C. Implementation of the expedited review process established pursuant to subsection A shall not be construed to:
1. Guarantee approval of any request under review;
2. Create a new entitlement to coverage or payment;
3. Expand the scope of Medicaid benefits;
4. Alter existing medical necessity criteria;
5. Create a private cause of action; or
6. Require the Department to:
a. Accept incomplete or insufficient documentation required pursuant to subsection B;
b. Conduct new data collection, medical testing, or environmental monitoring;
c. Obtain or provide medical equipment; or
d. Engage consultants for implementation of this section.
D. The Department shall implement the expedited review process established pursuant to subsection A and may submit state plan amendments, apply for waivers, issue or amend guidance documents and provider manuals, and adopt or amend regulations as may be necessary to carry out the provisions of this section and to secure federal financial participation for state Medicaid expenditures under the federal Medicaid program. The expedited review process established pursuant to subsection A shall be implemented to the extent consistent with federal law and subject to securing any necessary federal approvals and federal financial participation.

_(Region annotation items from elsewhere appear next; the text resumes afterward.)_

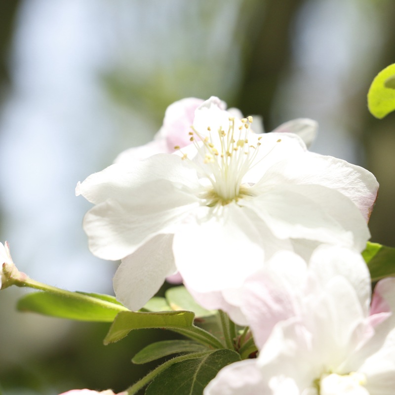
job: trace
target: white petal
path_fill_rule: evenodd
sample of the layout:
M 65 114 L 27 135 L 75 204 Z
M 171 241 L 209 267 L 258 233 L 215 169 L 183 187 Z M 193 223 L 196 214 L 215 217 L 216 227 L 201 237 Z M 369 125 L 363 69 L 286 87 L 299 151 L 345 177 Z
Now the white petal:
M 114 160 L 115 163 L 123 163 L 135 165 L 136 162 L 157 154 L 171 154 L 174 151 L 170 150 L 164 139 L 156 139 L 144 145 L 133 147 L 119 154 Z
M 113 285 L 117 299 L 128 309 L 141 309 L 175 271 L 172 242 L 172 235 L 158 235 L 122 260 Z
M 245 359 L 223 368 L 203 392 L 204 395 L 266 395 L 269 394 L 256 360 Z
M 211 96 L 195 111 L 194 127 L 203 135 L 207 133 L 208 127 L 213 131 L 222 128 L 227 132 L 230 114 L 226 108 L 218 97 Z
M 267 179 L 264 176 L 272 166 L 285 159 L 292 161 L 294 157 L 299 158 L 308 152 L 302 140 L 292 133 L 252 133 L 248 141 L 249 144 L 258 148 L 254 164 L 243 177 L 243 183 L 255 184 L 263 177 L 265 184 L 271 185 L 270 178 Z M 258 142 L 260 145 L 258 145 Z
M 309 267 L 321 287 L 336 276 L 346 278 L 355 290 L 364 316 L 368 316 L 370 275 L 360 254 L 339 246 L 321 245 L 314 252 Z
M 311 152 L 279 161 L 268 170 L 260 183 L 267 187 L 283 183 L 315 184 L 336 189 L 354 202 L 366 221 L 379 188 L 374 176 L 363 167 Z
M 233 203 L 202 207 L 177 230 L 176 266 L 189 287 L 200 292 L 236 288 L 262 266 L 264 235 L 245 210 Z
M 198 185 L 196 170 L 188 163 L 176 155 L 159 154 L 133 166 L 116 163 L 94 173 L 79 183 L 76 193 L 95 204 L 109 198 L 127 202 L 135 198 L 133 194 L 143 195 L 146 184 L 163 180 L 187 188 Z
M 362 251 L 370 237 L 354 203 L 319 185 L 273 187 L 239 204 L 253 210 L 279 238 L 305 238 Z
M 259 349 L 279 321 L 300 315 L 307 269 L 295 254 L 281 251 L 244 282 L 241 310 Z
M 282 123 L 273 130 L 275 133 L 294 133 L 303 140 L 308 147 L 316 139 L 318 123 L 309 118 L 297 118 Z
M 112 199 L 97 204 L 85 214 L 83 228 L 89 249 L 103 259 L 116 260 L 132 253 L 159 233 L 172 233 L 197 198 L 162 180 L 129 191 L 129 199 Z
M 364 361 L 358 371 L 366 376 L 366 387 L 370 394 L 393 395 L 395 388 L 395 328 L 384 342 L 381 340 L 377 352 Z

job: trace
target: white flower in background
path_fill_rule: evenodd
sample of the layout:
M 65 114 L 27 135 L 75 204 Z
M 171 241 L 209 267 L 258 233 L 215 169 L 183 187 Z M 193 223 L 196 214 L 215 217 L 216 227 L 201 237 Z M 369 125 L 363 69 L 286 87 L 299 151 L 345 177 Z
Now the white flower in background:
M 222 110 L 227 109 L 226 103 L 218 98 L 212 97 L 212 103 Z M 115 163 L 134 165 L 137 161 L 145 159 L 156 154 L 171 154 L 175 147 L 183 148 L 190 144 L 191 136 L 187 131 L 190 130 L 194 123 L 195 112 L 203 104 L 201 99 L 189 97 L 175 102 L 167 107 L 163 123 L 154 140 L 140 147 L 133 147 L 121 152 L 116 158 Z M 242 114 L 237 109 L 229 109 L 231 116 L 241 119 Z M 297 134 L 309 147 L 316 135 L 318 124 L 308 118 L 299 118 L 283 123 L 273 131 L 277 133 L 294 133 Z M 206 131 L 201 131 L 205 136 Z M 254 117 L 254 132 L 264 132 L 261 117 Z M 166 280 L 171 283 L 180 283 L 183 279 L 179 272 L 167 276 Z
M 190 289 L 216 292 L 241 286 L 278 249 L 361 251 L 369 237 L 371 173 L 309 152 L 295 134 L 251 132 L 251 117 L 235 118 L 218 101 L 196 111 L 193 144 L 116 163 L 77 186 L 95 204 L 84 219 L 89 248 L 122 259 L 114 288 L 131 310 L 176 270 Z
M 260 352 L 221 370 L 204 395 L 392 395 L 395 279 L 378 283 L 369 309 L 369 275 L 353 253 L 325 247 L 309 269 L 290 256 L 274 283 L 267 273 L 249 279 L 243 308 Z

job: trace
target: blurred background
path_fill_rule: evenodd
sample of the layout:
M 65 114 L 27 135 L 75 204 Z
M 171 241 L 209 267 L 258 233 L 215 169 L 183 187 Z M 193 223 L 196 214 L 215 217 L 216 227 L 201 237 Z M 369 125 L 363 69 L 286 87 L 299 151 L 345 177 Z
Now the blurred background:
M 378 120 L 366 102 L 395 60 L 394 20 L 391 0 L 1 2 L 0 240 L 37 280 L 111 293 L 117 264 L 88 250 L 77 182 L 150 141 L 173 102 L 216 95 L 262 116 L 267 131 L 318 121 L 313 151 L 376 176 L 372 240 L 395 246 L 395 115 Z M 23 293 L 0 293 L 7 395 L 120 391 L 146 369 L 134 353 L 163 335 L 105 347 L 108 324 L 17 313 Z

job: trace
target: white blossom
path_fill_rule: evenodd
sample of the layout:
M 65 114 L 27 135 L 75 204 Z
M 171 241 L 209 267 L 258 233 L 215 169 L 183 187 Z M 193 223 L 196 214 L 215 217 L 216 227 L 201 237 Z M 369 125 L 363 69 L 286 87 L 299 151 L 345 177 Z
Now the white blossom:
M 294 134 L 254 133 L 251 117 L 235 118 L 218 102 L 197 109 L 189 145 L 116 163 L 77 186 L 95 205 L 84 219 L 89 248 L 122 260 L 114 285 L 132 310 L 177 270 L 190 289 L 218 295 L 278 249 L 361 251 L 370 237 L 371 173 L 309 152 Z
M 281 276 L 267 270 L 246 281 L 242 309 L 258 357 L 223 369 L 204 395 L 393 394 L 395 279 L 378 283 L 369 307 L 366 265 L 336 249 L 319 249 L 309 268 L 288 256 Z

E. The Department shall report annually by November 1 to the House Committee on Appropriations, the Senate Committee on Finance and Appropriations, the House Committee on Health and Human Services, and the Senate Committee on Education and Health on the implementation of the expedited service authorization review process established pursuant to subsection A. Such report shall include:
1. The number of requests subject to expedited review;
2. Data on the timeframes for responding to requests;
3. The number of approvals and denials of requests reported in the aggregate;
4. Any barriers to implementation; and
5. Recommendations for improvement of the process.
2. That if the Department of Medical Assistance Services does not receive the necessary approval or federal financial participation from the Centers for Medicare and Medicaid Services to implement the provisions of this act, then the provisions of this act shall expire on July 1, 2027.